From the result above, we can see that the differences can be quite large, up to a degree, in terms of the computed distance. However, this is generally the case when the distances are fairly large. Within separations of 20 degrees or less, we see differences of order 0.1 degrees or less. Within 5 degrees, the separation difference is of order 0.03 degrees, or 1.8 arcminutes. The percent difference is up to about 0.7% across all separations so this isn't too bad. If your searches are typically small you should have no issues. However, you may still want to manually compute distances yourself from any cone search results.

## Final Thoughts

In this notebook, we briefly went over the geoJSON notation and how to use geospatial queries with MongoDB. There is a lot of details we glossed over, so I encourage you to look over the documentation based on what you want to do.

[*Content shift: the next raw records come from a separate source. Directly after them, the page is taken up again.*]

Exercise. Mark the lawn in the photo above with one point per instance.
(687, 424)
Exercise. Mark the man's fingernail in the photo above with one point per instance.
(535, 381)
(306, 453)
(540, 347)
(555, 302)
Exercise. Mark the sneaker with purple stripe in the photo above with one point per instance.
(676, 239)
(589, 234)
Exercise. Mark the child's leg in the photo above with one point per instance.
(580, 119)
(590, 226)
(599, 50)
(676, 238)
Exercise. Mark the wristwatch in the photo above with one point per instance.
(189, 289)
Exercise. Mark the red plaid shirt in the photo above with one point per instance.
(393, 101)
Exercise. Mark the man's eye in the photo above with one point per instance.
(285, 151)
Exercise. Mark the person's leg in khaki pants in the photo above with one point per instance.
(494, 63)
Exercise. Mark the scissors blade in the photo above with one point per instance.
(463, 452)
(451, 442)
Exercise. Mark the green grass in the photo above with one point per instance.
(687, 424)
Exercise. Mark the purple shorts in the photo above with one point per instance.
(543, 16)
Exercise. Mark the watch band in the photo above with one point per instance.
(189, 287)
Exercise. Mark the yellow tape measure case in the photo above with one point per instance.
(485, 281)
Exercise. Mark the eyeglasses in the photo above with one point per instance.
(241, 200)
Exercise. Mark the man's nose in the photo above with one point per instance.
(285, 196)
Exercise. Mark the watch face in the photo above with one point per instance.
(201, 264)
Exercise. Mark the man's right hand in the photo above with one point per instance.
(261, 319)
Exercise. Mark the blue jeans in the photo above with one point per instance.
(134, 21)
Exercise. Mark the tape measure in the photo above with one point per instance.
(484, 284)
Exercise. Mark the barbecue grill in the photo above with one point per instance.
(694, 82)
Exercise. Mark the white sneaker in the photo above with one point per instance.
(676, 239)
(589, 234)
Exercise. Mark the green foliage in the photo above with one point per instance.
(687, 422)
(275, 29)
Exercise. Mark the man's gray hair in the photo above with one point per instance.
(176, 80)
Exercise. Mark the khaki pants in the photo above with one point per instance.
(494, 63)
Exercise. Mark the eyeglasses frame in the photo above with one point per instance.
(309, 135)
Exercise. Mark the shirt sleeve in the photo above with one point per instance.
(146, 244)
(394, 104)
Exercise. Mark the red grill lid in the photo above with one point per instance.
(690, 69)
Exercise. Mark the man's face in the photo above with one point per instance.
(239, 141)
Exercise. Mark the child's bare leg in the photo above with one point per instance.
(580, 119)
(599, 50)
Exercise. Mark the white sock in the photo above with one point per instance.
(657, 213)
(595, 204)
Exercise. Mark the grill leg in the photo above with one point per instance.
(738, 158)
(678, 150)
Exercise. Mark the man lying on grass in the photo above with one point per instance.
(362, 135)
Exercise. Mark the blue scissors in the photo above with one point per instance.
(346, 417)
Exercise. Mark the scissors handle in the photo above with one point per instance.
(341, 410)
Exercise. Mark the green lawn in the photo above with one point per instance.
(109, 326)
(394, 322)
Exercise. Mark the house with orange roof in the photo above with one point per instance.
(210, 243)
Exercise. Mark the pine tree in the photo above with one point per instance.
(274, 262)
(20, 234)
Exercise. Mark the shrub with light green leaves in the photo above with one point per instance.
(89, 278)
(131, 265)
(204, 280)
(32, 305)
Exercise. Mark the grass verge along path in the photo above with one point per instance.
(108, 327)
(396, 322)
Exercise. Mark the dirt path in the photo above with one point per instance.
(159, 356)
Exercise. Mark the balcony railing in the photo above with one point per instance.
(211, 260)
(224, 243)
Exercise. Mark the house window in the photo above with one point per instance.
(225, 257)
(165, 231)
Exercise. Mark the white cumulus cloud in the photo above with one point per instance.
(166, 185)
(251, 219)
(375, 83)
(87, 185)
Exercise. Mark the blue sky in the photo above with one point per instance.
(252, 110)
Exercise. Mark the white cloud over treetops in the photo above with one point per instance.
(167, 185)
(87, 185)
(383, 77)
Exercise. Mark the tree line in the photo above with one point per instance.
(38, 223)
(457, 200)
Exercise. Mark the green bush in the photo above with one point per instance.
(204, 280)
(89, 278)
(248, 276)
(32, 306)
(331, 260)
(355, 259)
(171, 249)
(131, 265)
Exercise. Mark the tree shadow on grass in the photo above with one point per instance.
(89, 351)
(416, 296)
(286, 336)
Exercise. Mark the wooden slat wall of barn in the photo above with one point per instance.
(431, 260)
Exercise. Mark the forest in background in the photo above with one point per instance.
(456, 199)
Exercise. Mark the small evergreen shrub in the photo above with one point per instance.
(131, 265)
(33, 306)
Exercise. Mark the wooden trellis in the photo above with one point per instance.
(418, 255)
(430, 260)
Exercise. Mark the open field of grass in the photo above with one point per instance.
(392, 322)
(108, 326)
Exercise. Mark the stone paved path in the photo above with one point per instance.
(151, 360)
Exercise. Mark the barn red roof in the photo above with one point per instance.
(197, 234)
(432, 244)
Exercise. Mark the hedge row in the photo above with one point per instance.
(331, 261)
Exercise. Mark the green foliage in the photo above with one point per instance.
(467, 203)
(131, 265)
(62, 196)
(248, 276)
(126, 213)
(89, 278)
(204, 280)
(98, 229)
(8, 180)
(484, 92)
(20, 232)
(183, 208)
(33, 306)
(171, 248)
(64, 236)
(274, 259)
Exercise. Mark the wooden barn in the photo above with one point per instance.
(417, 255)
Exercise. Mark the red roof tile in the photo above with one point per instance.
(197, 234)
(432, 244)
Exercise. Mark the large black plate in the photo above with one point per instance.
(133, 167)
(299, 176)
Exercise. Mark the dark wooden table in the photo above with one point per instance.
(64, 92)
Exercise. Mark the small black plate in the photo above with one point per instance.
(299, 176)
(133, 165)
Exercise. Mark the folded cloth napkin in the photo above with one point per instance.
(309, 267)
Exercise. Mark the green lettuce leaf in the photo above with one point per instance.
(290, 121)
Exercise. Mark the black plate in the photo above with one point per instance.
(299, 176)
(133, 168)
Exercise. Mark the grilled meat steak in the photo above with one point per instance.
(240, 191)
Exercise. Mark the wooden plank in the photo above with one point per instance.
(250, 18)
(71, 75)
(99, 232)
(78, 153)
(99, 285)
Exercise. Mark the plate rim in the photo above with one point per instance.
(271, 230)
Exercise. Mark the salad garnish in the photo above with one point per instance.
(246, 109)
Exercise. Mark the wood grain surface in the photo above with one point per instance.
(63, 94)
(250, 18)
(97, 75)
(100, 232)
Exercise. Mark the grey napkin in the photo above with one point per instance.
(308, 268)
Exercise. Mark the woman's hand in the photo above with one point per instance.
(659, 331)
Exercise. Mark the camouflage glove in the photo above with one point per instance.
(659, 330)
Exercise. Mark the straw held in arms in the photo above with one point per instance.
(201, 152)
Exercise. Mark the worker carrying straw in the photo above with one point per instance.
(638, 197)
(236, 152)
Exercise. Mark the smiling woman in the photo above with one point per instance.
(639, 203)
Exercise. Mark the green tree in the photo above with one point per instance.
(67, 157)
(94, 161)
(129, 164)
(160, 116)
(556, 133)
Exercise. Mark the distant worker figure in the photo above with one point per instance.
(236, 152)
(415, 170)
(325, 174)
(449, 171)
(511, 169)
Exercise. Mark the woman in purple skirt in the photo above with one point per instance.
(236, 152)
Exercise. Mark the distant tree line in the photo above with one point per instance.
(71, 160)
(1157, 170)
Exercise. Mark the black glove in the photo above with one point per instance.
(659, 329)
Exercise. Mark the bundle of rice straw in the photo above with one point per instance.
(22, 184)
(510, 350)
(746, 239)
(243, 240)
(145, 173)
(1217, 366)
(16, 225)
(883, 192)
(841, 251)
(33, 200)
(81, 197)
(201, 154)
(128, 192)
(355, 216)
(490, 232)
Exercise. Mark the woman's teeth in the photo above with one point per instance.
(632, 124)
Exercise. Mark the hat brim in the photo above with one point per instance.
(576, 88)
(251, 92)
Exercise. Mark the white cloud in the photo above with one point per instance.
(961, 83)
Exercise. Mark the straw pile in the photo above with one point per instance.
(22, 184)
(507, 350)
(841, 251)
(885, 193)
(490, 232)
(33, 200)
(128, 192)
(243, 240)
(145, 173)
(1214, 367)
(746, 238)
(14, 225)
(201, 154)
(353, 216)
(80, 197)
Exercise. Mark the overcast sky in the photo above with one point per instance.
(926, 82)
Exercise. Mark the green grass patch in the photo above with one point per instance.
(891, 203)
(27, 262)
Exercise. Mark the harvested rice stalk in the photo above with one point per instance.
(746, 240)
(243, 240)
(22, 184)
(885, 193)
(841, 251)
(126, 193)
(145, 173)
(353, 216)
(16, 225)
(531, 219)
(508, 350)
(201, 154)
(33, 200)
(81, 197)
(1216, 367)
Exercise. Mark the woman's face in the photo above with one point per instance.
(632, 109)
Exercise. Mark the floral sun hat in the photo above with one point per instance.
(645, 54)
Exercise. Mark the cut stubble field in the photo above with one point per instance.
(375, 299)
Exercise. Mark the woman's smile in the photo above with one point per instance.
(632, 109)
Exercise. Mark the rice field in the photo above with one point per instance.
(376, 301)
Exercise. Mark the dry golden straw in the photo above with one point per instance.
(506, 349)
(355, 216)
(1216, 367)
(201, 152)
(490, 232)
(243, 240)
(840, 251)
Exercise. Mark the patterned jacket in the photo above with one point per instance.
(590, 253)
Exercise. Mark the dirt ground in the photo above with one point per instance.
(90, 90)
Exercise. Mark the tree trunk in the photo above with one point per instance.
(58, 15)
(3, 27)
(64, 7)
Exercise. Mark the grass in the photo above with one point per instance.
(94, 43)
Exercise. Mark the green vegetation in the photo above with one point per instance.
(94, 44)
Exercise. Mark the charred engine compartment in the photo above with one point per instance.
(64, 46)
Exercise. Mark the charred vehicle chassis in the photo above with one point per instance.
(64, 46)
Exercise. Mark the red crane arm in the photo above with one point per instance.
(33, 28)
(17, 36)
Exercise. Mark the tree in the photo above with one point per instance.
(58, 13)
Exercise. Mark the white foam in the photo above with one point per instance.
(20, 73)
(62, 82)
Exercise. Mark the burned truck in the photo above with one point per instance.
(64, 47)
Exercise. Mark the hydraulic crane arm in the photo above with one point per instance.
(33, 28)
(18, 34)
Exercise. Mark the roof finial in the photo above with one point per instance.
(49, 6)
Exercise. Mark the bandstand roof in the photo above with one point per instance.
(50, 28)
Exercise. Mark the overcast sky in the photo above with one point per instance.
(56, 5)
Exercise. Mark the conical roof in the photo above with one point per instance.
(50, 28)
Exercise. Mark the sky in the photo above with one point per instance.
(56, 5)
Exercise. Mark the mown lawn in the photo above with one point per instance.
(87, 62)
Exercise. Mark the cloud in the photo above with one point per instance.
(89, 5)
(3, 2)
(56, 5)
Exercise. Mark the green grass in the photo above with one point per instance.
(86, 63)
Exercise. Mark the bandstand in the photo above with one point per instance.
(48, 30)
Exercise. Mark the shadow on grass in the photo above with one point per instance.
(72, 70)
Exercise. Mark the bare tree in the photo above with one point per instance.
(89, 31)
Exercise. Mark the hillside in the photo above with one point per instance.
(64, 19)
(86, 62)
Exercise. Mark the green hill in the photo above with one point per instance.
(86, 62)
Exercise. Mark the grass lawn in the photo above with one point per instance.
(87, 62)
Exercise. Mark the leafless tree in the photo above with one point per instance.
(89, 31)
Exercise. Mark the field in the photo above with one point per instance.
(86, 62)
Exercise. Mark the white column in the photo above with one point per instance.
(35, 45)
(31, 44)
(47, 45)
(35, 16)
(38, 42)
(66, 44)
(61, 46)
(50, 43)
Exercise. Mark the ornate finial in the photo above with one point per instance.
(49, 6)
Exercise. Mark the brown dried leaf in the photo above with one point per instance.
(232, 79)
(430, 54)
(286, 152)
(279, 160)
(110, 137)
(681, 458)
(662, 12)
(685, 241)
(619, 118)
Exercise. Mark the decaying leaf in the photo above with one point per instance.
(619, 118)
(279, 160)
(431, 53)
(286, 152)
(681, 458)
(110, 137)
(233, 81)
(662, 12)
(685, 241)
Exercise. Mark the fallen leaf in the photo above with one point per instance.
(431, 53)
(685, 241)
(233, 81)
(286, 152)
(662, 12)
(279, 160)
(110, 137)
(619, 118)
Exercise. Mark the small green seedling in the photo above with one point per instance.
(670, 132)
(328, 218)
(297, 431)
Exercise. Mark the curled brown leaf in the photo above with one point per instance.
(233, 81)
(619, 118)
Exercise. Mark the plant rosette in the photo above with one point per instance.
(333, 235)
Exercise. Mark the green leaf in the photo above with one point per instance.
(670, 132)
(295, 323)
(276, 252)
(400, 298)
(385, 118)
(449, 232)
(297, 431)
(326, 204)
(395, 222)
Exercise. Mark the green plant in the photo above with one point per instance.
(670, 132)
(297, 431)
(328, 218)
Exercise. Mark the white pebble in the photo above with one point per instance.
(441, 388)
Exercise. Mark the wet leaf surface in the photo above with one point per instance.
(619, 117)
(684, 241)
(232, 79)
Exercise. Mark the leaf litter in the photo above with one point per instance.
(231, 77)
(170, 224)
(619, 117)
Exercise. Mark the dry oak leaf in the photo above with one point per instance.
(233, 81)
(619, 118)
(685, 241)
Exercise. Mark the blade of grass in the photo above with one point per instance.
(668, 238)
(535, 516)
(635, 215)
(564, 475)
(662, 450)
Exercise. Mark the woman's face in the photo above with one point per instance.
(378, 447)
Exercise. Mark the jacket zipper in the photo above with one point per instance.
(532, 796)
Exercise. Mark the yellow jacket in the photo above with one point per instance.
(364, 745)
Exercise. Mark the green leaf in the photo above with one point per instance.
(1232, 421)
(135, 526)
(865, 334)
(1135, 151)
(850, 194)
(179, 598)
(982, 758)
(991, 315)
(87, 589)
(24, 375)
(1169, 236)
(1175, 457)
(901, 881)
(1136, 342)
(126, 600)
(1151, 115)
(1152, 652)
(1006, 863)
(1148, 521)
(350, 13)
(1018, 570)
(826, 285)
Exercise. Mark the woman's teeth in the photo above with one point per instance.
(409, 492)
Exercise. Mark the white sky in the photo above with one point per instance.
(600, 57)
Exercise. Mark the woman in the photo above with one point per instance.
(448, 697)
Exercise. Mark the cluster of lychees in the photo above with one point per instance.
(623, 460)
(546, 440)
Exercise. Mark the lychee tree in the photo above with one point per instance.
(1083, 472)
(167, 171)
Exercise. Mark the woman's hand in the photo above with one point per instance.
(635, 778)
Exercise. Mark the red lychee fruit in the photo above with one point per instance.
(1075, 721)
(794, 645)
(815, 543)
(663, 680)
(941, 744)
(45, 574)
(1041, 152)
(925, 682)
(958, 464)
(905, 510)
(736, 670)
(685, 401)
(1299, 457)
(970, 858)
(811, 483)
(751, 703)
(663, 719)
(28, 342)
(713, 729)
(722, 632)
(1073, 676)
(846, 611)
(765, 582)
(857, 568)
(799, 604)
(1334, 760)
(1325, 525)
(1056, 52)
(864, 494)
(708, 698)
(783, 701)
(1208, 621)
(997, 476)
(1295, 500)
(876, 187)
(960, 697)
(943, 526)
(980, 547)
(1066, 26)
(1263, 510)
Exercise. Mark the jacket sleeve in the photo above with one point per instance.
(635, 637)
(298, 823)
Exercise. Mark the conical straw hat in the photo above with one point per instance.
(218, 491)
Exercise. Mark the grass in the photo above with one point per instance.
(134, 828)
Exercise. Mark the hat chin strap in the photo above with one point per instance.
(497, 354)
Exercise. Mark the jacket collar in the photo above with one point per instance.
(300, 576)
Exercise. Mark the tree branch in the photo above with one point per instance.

In contrast to the HEALPix tutorial, these searches are faster as they do not require us computing a large range of pixel values to query against. However, we do run into conversion issues as MongoDB uses a WGS84 reference system for its coordinate searches as opposed to a perfect sphere.